DB Web Services

    {info} DB Web Services had a major update in version 25.3.0. If you are using en earlier version, read this documentation instead, or see our upgrade guide.

    DB Web Services provides the functionality to store and search chemical structures in a persistent database, currently in H2 and PostgreSQL databases. It has endpoints for:

    • creating/deleting tables,
    • inserting/deleting/modifying structures and data in the tables,
    • executing duplicate, substructure, full fragment and similarity searches.

    This documentation describes installation, administration and usage of DB Web Services. As all JChem Microservices modules, it is available in two modes:

    1. As part of a microservices system
    2. As a standalone web application

    Microservices system mode

    In microservices system mode, the DB Web Services runs together with the Config, Discovery and Gateway services. These three services are mandatory, and optionally other services can also be part of the system. All configuration must be done in the Config service.

    The default configuration applies to the microservices system mode.

    The web application runs on host <server-host> and listens on port <gateway-server-port>.

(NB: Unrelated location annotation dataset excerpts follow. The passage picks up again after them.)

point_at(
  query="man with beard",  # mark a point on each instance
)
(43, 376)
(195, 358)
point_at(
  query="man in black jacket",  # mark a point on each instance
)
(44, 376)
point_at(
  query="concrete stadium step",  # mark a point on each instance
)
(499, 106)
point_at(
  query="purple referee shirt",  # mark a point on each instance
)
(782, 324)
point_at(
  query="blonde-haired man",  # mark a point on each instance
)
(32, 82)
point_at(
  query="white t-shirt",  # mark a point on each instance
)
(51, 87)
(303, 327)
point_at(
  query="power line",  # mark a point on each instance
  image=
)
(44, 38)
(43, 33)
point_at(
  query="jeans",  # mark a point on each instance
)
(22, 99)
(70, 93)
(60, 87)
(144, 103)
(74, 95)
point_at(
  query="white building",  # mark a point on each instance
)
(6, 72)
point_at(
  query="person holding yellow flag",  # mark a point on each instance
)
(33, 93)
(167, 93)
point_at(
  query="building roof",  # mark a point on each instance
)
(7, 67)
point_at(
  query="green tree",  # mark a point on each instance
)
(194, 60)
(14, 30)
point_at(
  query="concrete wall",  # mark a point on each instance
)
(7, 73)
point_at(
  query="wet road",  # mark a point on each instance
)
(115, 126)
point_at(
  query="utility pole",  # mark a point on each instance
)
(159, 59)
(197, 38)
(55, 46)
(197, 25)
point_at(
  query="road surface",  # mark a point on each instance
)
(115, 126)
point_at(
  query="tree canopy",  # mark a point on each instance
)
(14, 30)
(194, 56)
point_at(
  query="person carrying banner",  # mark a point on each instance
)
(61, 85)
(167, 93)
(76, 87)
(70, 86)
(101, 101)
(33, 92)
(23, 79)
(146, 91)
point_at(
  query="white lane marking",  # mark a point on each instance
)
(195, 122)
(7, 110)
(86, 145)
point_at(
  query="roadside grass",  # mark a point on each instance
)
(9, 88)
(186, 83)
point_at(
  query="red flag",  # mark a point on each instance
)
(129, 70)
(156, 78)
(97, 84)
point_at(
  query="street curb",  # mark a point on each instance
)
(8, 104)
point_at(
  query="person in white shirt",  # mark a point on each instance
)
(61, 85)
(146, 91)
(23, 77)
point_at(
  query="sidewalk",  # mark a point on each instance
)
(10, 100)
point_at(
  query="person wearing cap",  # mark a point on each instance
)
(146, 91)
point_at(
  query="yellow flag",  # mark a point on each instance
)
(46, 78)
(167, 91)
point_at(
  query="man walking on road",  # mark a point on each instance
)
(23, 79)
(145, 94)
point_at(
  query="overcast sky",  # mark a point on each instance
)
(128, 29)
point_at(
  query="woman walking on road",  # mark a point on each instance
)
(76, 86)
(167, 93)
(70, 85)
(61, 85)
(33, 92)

    Standalone web application mode

    In standalone web application mode, the DB Web Services runs alone, without the Config, Discovery and Gateway services (however, the installer installs them as well).

    The default configuration must be changed according to the standalone web application mode. Set the following in the application.properties file

    • eureka.client.enabled=false
    • spring.cloud.config.enabled=false
    • If you are using a version earlier than 25.3.0 remove the line that starts with spring.config.import=

    All configuration must be done in the DB module.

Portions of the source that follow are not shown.